“牝鸡司晨!淫声浪语!”
“我煌煌大宋,礼义廉耻何在!妇德女训何在!”
“西门大人!您……您看看!这……这扬州城的妇人……都……都疯魔了!”
大官人哪里还顾得上听这些老夫子的道德文章他只觉得再待下去,自己怕是要被这滔天的脂粉香浪和情慾之火给活活淹死、烤化了!
他猛地一甩袍袖,也顾不上什么官仪风范了,对著吕知州、董通判等人匆匆一拱手:
“诸位大人!盛情……呃,盛情心领!本官……这就登船!告辞!”
却在这时。
当那领头几位通晓文墨、声名最著的花魁娘子,眼见大官人意欲登船,情知挽留不住,遂领著满河姐妹,齐齐敛衽,朝著码头方向,深深万福下去!
剎那间,百道娇音匯聚成一道情真意切、响彻云霄的声浪,盖过了先前的挽留与艷曲,齐声高喊:“奴家等一一谢新科文宗西门大人一一惠赐上元仙词!”
这新科文宗四字,喊得是斩钉截铁,心悦诚服!
在她们心中,大官人早已是词林领袖,开宗立派的人物!
这声“谢』,发自肺腑,感念其赐予了她们在这滚滚红尘中,安身立命、更上层楼的锦绣篇章!在她们看来,眼前这位权势滔天、豪富逼人的西门大人,是继东坡、耆卿、少游之后,词坛百年不遇之异数!
他此来扬州,不过旬月,竞於上元灯夜,於瘦西湖畔,倚马立就五闕新词!
这五闕新词,真真是写尽了人间情態,道尽了风月悲欢!
对这些倚门卖笑、以歌舞娱人的妓家而言,这五闕新词,便是天赐的珍宝,是比万两黄金更重的厚礼!试想自此以后,江左文士、淮扬骚客,谁人不想来这保障湖,听一曲“西门文宗新词”
她们只需將这五闕词谱上时新曲调,细细研磨唱腔,精心编排舞步,便是这数十年安身立命、艷帜高张的崭新依凭!

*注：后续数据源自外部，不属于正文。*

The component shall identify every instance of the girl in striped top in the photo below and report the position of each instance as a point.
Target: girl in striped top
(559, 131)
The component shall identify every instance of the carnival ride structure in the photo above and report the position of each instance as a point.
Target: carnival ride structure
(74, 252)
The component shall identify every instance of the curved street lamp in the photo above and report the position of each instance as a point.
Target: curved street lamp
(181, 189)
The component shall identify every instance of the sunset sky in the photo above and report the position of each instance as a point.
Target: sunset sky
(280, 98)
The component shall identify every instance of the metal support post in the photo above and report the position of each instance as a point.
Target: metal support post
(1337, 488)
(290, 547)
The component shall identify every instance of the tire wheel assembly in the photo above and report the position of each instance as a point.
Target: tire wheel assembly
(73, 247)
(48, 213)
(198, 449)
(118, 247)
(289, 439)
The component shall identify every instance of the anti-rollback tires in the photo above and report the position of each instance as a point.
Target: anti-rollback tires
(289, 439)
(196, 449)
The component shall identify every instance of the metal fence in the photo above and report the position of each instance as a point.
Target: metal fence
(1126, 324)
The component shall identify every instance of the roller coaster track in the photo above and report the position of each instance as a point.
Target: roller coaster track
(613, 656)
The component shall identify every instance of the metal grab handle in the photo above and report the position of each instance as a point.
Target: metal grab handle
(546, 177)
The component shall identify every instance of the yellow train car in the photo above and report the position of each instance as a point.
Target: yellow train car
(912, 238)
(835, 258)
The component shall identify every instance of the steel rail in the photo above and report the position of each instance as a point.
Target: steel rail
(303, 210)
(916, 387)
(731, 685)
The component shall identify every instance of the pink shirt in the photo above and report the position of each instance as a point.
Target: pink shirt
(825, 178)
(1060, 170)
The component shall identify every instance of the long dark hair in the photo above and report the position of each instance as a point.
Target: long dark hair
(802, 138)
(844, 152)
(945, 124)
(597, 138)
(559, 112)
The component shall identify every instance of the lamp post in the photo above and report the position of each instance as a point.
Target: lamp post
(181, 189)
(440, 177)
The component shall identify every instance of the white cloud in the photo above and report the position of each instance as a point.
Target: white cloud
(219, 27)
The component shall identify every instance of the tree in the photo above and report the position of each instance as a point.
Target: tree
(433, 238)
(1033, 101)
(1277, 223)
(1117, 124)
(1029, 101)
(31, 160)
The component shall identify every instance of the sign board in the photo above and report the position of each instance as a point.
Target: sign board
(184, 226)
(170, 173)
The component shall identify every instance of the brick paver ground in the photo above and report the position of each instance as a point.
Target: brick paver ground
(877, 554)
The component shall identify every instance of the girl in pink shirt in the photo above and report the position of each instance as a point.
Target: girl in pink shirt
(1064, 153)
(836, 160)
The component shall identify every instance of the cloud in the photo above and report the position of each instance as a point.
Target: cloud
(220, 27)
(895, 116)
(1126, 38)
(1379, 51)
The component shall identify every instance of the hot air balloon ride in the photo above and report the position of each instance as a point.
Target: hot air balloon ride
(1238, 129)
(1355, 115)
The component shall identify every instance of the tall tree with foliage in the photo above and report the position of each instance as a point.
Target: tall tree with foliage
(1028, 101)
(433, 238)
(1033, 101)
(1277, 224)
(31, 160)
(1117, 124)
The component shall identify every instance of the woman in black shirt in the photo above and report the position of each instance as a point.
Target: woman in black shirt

莫说扬州,便是金陵、苏杭、汴梁,他日传唱开来,谁人不晓扬州得西门文宗亲赠五闕上元谁不腰缠十万贯,来扬州亲耳听一曲五闕新词起源地
艷名鹊起,身价倍增,皆赖於此!
这等再造之恩,岂是寻常恩客可比
呼声未落,那数百画舫之上,琵琶、篓筷、洞簫、牙板之声再起,眾妓女竟不再唱那俚俗小调,转而齐声清唱起大官人上元五闕词中的第一首开篇。
人寂寞,帘外翠阴如幄。
团扇单衣杨柳陌,花间同戏蝶。
正是踏青时节,记得年时年月。
故作相逢生处劣,小窗低地说。
此情此景,小女儿之態,正正合之。
这群女人歌声婉转清越,字字含情,將西门文宗留下的绝妙好辞,化作漫天飞絮,缠绕著登上船去即將远去的背影。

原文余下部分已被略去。